= William Ratliff =

Research fellow and curator at Stanford's Hoover Institution

William Ratliff (1937 – April 11, 2014) was a research fellow and curator of Americas Collection at Stanford University's Hoover Institution, specializing in Latin America, China and U.S. foreign policy. He was also a research fellow of the Independent Institute and wrote on the economic and political development in East/Southeast Asia and Latin America. For over 20 years, he was the editor for the Yearbook on International Communist Affairs and the Journal of Interamerican Studies. He testified before the U.S. Congress on his work monitoring elections around Latin America.

== Background ==
Ratliff graduated from Oberlin College and received his M.A. and Ph.D. (in Chinese/Latin American histories) from the University of Washington. He taught at Stanford University, San Francisco State University, University of San Francisco, Tunghai University in Taiwan and Diplomatic Academy at Lake Tahoe.

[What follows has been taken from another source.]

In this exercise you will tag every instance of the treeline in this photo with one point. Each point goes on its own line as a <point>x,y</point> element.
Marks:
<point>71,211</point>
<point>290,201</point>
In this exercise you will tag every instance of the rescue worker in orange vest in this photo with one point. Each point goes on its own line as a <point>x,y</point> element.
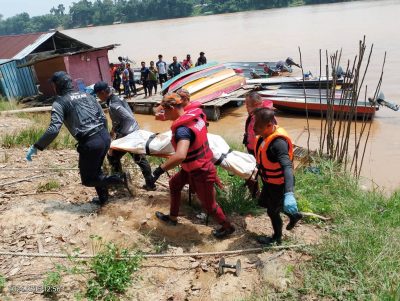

Ratliff wrote in a number of newspapers including the Los Angeles Times, Foreign Affairs, the Wall Street Journal, The New York Times, Chicago Tribune, Washington Post, El Mercurio (in Santiago, Chile), The Globe and Mail and the American Chronicle. Ratliff also appeared on the PBS's NewsHour with Jim Lehrer, on CNN, NPR, the BBC, Voice of America and Radio Marti.